12 — Long-Form Video Pipeline

The Long-Form Pipeline is designed for creating multi-segment videos from a single long audio recording — for example, turning a 30-minute podcast into a series of talking-head clips, or generating a full-length video course from a recorded script.

Access this feature under Long-Form in the left panel or by clicking + Long-Form in the toolbar.

Requirements: Replicate API key, cloud storage configured (for reference image uploads).

Step 1: Upload Audio

Click Upload Audio and select your source audio file (WAV, MP3, M4A).
A waveform preview appears with playback controls.
Review the audio to confirm it’s the correct file before proceeding.
Click Next.

Step 2: Segment

Break the audio into chunks that will each become a separate video clip.

Auto-Segmentation

Click Auto-Segment to let the app analyze the audio and propose logical split points.

Configuration options:

Option	Description
Target duration	Desired length per segment (seconds)
Segment variance tolerance	How much segments can deviate from the target duration
Prefer silence detection	When enabled, splits are placed at quiet moments rather than at fixed intervals
Silence threshold (dB)	Audio level below which a moment is classified as “silence”

Manual Adjustment

After auto-segmentation, you can:
– Drag segment boundaries on the waveform to move split points
– Add a split point by clicking on the waveform where you want a new break
– Remove a split point by clicking the × on any existing marker
– Preview any segment by clicking the play button on that segment’s entry

When your segments look correct, click Next.

Step 3: Generate

This step sends all segments to an AI video generation model simultaneously.

Reference Image

Upload a portrait image of the person who will appear in the talking-head videos. This same image is used for all segments in the batch.

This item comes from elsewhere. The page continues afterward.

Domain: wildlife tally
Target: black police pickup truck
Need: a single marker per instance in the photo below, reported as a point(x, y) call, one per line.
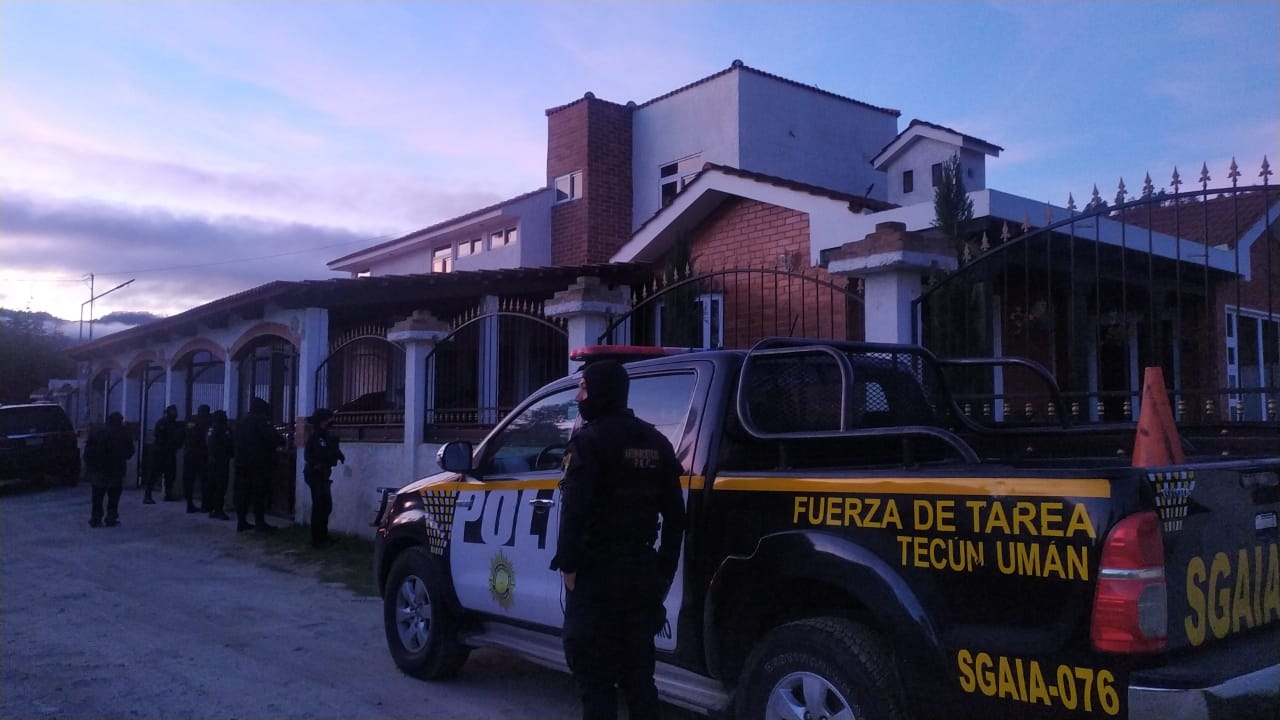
point(860, 547)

Follow the same best practices as in Talking Head: clear, forward-facing, well-lit, plain background.
The image is uploaded to your configured cloud storage so the AI model can access it.

Model Selection

Choose from models optimized for long-form batch generation:

Model	Notes
MultiTalk	Reliable audio-driven lip sync
OmniHuman	High realism, body crop options
Seedance	Fast generation
Runway Gen 4.5	Top quality
Sora 2	High quality
Veo 3.1	Excellent motion
Kling V3 / Kling V3 Omni	Strong realism
Hailuo 2.3	Cost-efficient
(and more)	13+ models total

Prompt

Write a scene description that applies to all segments. For example:

“Professional presenter in a modern office, natural lighting, looking directly at camera”

Optional Settings

Setting	Description
Frame continuity	Uses the last frame of each generated clip as the first frame of the next — produces seamless transitions between segments
Turbo mode	Requests faster generation (may reduce quality on some models)

Starting Generation

Click Generate All. All segments are submitted to the job queue simultaneously. A progress indicator shows the generation status per segment (Submitted → Running → Succeeded / Failed).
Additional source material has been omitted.